Lax’s work started with his thesis work at NYU, and continued with a year on staff at Los Alamos from 1949-1951. It is remarkable that upon leaving Los Alamos to take a professorship at NYU his vision of the future technical work in the area of shock waves and CFD had already achieved remarkable clarity of purpose and direction. He spent the next 20 years filling in all the details and laying the foundation for CFD for hyperbolic conservation laws across the world. He returned to Los Alamos every summer for a while and encouraged his students to do the same. He always felt that the applied environment should provide inspiration for mathematics and the problems studied by Los Alamos were weighty and important. Moreover he was a firm believer in the cause of the defense of the Country and its ideals. Surely this was a product of being driven from his native Hungary by the Nazis and their allies.

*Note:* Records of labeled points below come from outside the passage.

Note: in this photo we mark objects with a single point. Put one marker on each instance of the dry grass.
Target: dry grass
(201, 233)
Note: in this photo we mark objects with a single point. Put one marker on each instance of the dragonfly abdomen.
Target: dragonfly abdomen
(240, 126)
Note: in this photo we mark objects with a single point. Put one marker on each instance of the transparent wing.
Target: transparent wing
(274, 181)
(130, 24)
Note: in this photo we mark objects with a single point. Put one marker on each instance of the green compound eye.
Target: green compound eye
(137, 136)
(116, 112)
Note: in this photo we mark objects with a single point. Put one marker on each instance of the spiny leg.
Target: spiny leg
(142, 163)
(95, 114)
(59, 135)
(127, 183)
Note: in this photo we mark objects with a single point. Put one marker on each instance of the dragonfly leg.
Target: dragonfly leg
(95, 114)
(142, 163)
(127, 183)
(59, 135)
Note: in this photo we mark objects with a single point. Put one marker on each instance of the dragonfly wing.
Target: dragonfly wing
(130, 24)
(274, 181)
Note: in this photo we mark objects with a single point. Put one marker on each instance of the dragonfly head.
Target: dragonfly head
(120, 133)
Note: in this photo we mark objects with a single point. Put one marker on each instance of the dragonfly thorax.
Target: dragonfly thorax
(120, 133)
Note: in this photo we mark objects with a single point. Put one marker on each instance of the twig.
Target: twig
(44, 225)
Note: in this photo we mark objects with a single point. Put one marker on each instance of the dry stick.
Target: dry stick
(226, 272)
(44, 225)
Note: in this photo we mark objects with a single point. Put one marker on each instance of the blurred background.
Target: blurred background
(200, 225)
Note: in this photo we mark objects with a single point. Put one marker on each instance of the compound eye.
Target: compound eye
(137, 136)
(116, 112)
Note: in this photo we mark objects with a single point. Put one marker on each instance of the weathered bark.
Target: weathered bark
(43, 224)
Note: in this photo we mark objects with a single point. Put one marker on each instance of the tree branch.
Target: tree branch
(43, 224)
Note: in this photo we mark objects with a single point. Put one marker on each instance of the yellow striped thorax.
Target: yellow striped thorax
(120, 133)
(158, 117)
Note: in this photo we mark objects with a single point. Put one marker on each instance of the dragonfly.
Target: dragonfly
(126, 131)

Lax also comes from a Hungarian heritage that provided some of the greatest minds of the 20th Century with Von Neumann and Teller being standouts. Their immense intellectual gifts were driven Westward to America through the incalculable hatred and violence of the Nazis and their allies in World War 2. Ultimately, the United States benefited by providing these refugees sanctuary against the forces of hate and intolerance. This among other things led to the Nazis defeat and should provide an ample lesson regarding the values of tolerance and openness as a contrast.
The book closes with an overview of Lax’s major areas of technical achievement in a series of short essays. Lax received the Abel Prize for Mathematics in 2005 because of the depth and breath of his work in these areas. While hyperbolic conservation laws and CFD were foremost in his resume, he produced great mathematics in a number of other areas. In addition he provided continuous service to the NYU and United States in broader scientific leadership positions.
Before laying out these topics the book makes a special effort to describe Lax’s devotion to the creation of mathematics that is both pure and applied. In other words beautiful mathematics that stands toe to toe with any other pure math, but also has application to problems in the real world. He has an unwavering commitment to the idea that applied math should be good pure math too. The two are not in any way incompatible. Today too many mathematicians are keen to dismiss applied math as being a lesser topic and beneath pure math as a discipline.
This attitude is harmful to all of mathematics and the root of many deep problems in the field today. Mathematicians far and wide would be well-served to look to Lax as a shining example of how they should be thinking, solve problems, be of service and contribute to a better World.
…who may regard using finite differences as the last resort of a scoundrel that the theory of difference equations is a rather sophisticated affair, more sophisticated than the corresponding theory of partial differential equations.